Spectrum

April 30, 2026 · View on GitHub

1~4.79× speedup for diffusion sampling — Unofficial ComfyUI implementation of Spectrum (CVPR 2026). Training-free, plug-and-play.

Overview

Spectrum is a training-free diffusion sampling acceleration technique. It treats the internal features of the denoiser as functions over time and approximates them with Chebyshev polynomials in the spectral domain, enabling prediction and skipping of redundant network forward passes. Unlike prior methods (e.g., local Taylor expansion), Spectrum's approximation error does not compound with skip distance, maintaining sample quality even at high speedup ratios.

Currently supported models:

Model	Detection Type	Quality
Klein 9b	Flux-like	Excellent
Longcat Image	Flux-like	Excellent
FLUX.1	Flux-like	Excellent
Qwen Image (T2I)	MMDiT	Good
Z Image Turbo	Lumina2	Excellent
ErnieImage	Ernie	Normal
Wan2.2	Wan	Modest speedup (dual sampling, fewer steps per round)
HunyuanVideo 1.5	Hunyuan	Normal
Qwen Image Edit	MMDiT	Poor (60 layers with split modulation; not recommended)
LTX2.3	LTX	Untested (hardware-limited)

The node requires warmup_steps (default 3) to build an initial cache, then gradually accelerates. More total steps = more noticeable speedup. For lightweight models like Z Image Turbo or Klein, warmup_steps can be set to 1.

Examples

Text-to-Image (qwen image):

T2I Example

Image Editing (klein base 9b):

Editing Example

Speed Comparison

All tests on RTX 4090 with default parameters (w=0.5, M=4, window_size=2, flex_window=0.75).

	Klein 9b	Z Image Turbo	Qwen Image	ErnieImage

How It Works

1. Features as Functions of Time

View each feature channel at the output of the denoiser's last attention block as a scalar function $h_i(t)$ evolving along the diffusion timeline.

2. Global Approximation with Chebyshev Polynomials

Approximate each channel using $M+1$ Chebyshev basis functions:

$h_i(t) = \sum_{m=0}^{M} c_{m,i} \cdot T_m(\tau), \quad \tau = 2t - 1 \in [-1, 1]$

where $T_m$ is the $m$ -th Chebyshev polynomial ( $T_0=1,\; T_1=\tau,\; T_m = 2\tau\cdot T_{m-1} - T_{m-2}$ ).

Why Chebyshev?
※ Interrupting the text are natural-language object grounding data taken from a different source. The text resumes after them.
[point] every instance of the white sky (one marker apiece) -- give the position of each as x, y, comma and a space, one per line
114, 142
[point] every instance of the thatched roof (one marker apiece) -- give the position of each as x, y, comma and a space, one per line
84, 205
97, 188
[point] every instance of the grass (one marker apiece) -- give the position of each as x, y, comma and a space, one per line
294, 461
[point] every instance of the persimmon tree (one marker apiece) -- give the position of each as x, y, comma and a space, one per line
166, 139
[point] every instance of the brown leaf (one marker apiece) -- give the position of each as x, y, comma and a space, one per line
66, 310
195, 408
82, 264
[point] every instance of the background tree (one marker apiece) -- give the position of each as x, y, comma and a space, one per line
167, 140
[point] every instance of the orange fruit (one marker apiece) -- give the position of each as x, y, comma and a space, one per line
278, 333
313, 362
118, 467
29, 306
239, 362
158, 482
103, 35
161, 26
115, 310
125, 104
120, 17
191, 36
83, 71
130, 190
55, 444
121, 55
Its approximation error bound depends only on the degree $M$ , not on the forecast horizon (Theorem 3.3). In contrast, local Taylor expansion error grows polynomially with step size, causing quality collapse at large skips.

3. Online Ridge Regression

At each actual forward pass, collect block output features $\mathbf{H}$ and corresponding times $\Phi$ . Fit coefficients via ridge regression:

$\mathbf{C} = \arg\min_{\mathbf{C}} \|\Phi\mathbf{C} - \mathbf{H}\|_F^2 + \lambda \|\mathbf{C}\|_F^2$

Solved as $\mathbf{C} = (\Phi^T\Phi + \lambda I)^{-1}\Phi^T\mathbf{H}$ (negligible cost since $M$ is small).

4. Blended Prediction

Final features are a convex combination:

$h_{\text{mix}} = (\underbrace{1 - w}_{\text{Local Taylor}}) \cdot h_{\text{taylor}} \;+\; \underbrace{w}_{\text{Global Chebyshev}} \cdot h_{\text{cheb}}$

Taylor term: discrete forward-difference extrapolation from nearest cached points — captures high-frequency details
Chebyshev term: global spectral fit over all cached points — captures long-range trends
$w$ controls the blend: larger skips favor Chebyshev, smaller skips favor Taylor

Analogy: Taylor prediction is like judging a car's next position by its taillight distance — accurate up close, wildly wrong at range. Chebyshev prediction is like reading the car's driving rhythm — you can predict 5 steps ahead almost as well as 1.

Parameters

`w` — Chebyshev / Taylor Blend Weight

Formula: $h_{\text{mix}} = (1-w) \cdot h_{\text{taylor}} + w \cdot h_{\text{cheb}}$
Range: 0.0 ~ 1.0, Default 0.5, Recommended 0.3 ~ 0.8
w=0: pure Taylor (good for short skips); w=1: pure Chebyshev (stable for long skips)
Dynamically adjusted: larger windows → higher w, capped at max_w

`M` — Chebyshev Polynomial Degree

Formula: $\sum_{m=0}^{M} c_{m,i} \cdot T_m(\tau)$
Range: 1 ~ 10, Default 4, Recommended 3 ~ 6
M=2 too coarse; M=4 sweet spot; M=6+ diminishing returns

`lam` (λ) — Ridge Regularization Strength

Formula: $(\Phi^T\Phi + \lambda I)^{-1}\Phi^T\mathbf{H}$
Range: 0.001 ~ 10.0, Default 0.1, Recommended 0.01 ~ 1.0
Too small → numerical instability; too large → underfitting. 0.1 is the paper's optimal value.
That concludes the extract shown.